The United States Holocaust Memorial Museum has revoked a prestigious human rights award it had given to the Nobel laureate Daw Aung San Suu Kyi, now Myanmar’s civilian leader, faulting her for failing to halt or even acknowledge the ethnic cleansing of her country’s Rohingya Muslim minority….The award, according to the museum, is given annually “to an internationally prominent individual whose actions have advanced the Museum’s vision of a world where people confront hatred, prevent genocide and promote human dignity.”

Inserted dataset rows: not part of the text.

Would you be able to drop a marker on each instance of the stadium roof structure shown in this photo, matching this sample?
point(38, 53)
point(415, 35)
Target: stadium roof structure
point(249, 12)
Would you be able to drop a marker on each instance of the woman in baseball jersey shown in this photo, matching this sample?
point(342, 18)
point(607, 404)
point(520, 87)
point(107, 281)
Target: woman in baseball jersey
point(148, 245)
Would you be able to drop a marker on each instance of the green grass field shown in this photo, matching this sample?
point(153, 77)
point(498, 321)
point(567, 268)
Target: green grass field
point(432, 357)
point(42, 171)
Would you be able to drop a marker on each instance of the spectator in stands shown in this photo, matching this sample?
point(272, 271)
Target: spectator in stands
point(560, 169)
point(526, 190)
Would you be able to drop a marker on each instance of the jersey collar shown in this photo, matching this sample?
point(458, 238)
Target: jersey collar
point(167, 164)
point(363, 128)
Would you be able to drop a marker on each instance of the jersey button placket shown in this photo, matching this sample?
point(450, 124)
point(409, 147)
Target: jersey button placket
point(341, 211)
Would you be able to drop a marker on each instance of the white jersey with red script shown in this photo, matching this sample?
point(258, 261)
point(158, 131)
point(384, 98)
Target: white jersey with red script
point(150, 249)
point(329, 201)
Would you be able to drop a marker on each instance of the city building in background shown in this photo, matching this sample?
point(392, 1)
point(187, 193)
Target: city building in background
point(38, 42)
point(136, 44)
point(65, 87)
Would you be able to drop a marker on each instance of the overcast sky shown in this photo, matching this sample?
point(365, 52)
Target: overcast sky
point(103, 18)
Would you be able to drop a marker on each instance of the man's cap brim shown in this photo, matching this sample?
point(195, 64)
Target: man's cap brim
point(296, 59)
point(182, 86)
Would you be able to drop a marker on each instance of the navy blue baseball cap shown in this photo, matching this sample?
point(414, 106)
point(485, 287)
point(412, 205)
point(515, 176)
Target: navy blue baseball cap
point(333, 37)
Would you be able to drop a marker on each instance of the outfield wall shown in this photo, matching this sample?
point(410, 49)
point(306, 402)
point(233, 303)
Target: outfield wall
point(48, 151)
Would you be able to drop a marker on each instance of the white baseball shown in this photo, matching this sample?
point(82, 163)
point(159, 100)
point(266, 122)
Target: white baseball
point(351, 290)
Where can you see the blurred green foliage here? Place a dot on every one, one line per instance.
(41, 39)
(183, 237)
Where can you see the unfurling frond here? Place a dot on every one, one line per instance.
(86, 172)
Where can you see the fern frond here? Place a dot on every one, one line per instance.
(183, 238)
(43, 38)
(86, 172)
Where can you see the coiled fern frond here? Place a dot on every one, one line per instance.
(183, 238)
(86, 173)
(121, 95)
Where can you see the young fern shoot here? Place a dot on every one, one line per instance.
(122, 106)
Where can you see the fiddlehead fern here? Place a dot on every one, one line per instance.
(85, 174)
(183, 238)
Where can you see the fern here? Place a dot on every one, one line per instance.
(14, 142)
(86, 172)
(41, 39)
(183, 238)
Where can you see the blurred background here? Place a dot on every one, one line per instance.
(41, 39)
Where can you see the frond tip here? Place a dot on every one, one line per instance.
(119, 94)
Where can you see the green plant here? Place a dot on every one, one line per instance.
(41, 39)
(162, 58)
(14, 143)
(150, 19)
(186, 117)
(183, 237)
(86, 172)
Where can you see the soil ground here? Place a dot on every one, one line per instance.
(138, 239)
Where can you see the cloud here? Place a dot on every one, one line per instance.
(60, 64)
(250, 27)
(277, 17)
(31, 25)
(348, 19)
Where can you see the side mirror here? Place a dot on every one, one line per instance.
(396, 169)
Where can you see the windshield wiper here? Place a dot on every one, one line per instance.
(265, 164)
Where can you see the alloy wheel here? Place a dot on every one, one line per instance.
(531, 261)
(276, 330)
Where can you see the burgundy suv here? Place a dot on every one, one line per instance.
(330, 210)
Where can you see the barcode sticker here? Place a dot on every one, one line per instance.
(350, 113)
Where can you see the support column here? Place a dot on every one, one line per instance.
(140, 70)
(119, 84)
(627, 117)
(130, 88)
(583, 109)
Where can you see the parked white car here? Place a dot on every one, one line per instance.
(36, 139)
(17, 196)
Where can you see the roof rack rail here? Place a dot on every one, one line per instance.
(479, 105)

Jay Nordlinger offers up a punchier version:
Aung San Suu Kyi is the civilian leader of Burma, otherwise known as “Myanmar.” In concert with Buddhist nationalists, the Burmese military has carried out an “ethnic cleansing” of the Rohingya minority, in the west of the country. What has been done to these people staggers the imagination: mass murder, mass rape, the full range of human savagery. In recent days, Burma has been busily trying to cover up the crime: bulldozing the villages where Rohingyas once lived. All the while, the great Aung San Suu Kyi has been indifferent to this, making excuses, issuing denials, and appalling her many admirers around the world.
This is an object lesson: The fact that you are persecuted doesn’t automatically mean you’re a good person. It just means you’re persecuted.